Au secours! Je suis un homme mort, dix fois morts!… Au secours, Monsieur le gérant de notre nganda-bar, qui promet de soulager mes charges d’effets scolaires avec un prêt en « banque-Lambert « , c’est-à-dire avec intérêt (20% au bout d’un mois d’échéance ; 50% au bout de deux mois; 100% au bout de trois mois). Au secours, mon cher patron, Excellence mon ministre d’État des Questions Statistiques et Tactiques, qui me promet une avance sur mon salaire. Au secours, cher bailleur-propriétaire de parcelle qui m’a dérogé d’un mois de mon paiement de loyer, à siphonner sur la garantie locative. Au secours, cher révérend pasteur de ma chère (de ma … »chair ») épouse, qui prétend mettre à ma disposition une partie de sa soi-disante dîme. Au secours, « Agence-Bwakisa-Carte » (à la fois « ligablo-boutique  » et agence informelle de microcrédit au niveau de notre quartier d’en-bas), qui devrait m’avancer un petit rien…

Au total donc: je suis solvable d’un poids énorme de dettes de la part d’une série de créanciers impitoyables, même parmi mes proches (j’allais dire « surtout  » parmi mes proches…). Inutile de dire que ces dettes ne sont que des promesses (qui a dit que « la promesse est une dette »?). Or, justement jusqu’à présent, silence inquiétant des créanciers. Or, la rentrée des casses, pardon …des classes est programmée cette semaine-ci. Or, le directeur de l’école de mon fils a annoncé dans son discours de la fin de l’année passée que les enseignements sont gratuits.

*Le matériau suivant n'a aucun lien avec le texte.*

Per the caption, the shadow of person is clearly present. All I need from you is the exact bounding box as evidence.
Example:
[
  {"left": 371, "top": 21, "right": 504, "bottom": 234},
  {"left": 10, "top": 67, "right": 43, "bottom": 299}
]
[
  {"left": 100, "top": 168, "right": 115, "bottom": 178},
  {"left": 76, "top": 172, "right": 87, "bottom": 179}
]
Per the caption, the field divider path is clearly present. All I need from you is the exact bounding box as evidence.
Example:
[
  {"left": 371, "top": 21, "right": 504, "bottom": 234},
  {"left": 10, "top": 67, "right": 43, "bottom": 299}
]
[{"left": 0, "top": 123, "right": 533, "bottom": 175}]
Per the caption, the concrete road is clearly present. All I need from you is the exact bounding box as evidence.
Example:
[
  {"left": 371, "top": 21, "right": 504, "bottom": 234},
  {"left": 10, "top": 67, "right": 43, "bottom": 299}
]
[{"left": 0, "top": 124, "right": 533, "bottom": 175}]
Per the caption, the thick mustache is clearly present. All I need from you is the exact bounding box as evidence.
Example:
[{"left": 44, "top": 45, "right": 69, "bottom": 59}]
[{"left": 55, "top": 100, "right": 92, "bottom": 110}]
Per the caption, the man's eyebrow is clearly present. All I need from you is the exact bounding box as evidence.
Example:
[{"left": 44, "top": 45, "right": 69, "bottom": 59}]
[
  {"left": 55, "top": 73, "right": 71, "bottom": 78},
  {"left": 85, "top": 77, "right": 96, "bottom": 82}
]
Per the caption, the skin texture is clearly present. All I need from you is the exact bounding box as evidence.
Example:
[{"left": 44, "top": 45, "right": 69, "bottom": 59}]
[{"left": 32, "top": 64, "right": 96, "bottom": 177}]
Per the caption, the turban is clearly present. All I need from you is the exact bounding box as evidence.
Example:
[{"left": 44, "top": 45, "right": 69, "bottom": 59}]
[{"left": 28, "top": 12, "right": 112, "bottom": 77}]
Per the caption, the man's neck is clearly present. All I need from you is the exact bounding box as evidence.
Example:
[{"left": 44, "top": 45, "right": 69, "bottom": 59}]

Or, le syndicat des enseignants a prétendu à la même occasion que bientôt la grille des barèmes salariaux « va exploser à la hausse. » Et d’ajouter : « Non pas encore, comme chez les Députés, mais avec une tension sensiblement réductible « .

Or, au moment où je m’abîme dans ce deuil de la rentrée des classes, voilà que débarquent du village deux neveux « sang-pour- sang « , accourus à Kinshasa chez moi, sur la promesse (et la dette) de la gratuité des enseignements…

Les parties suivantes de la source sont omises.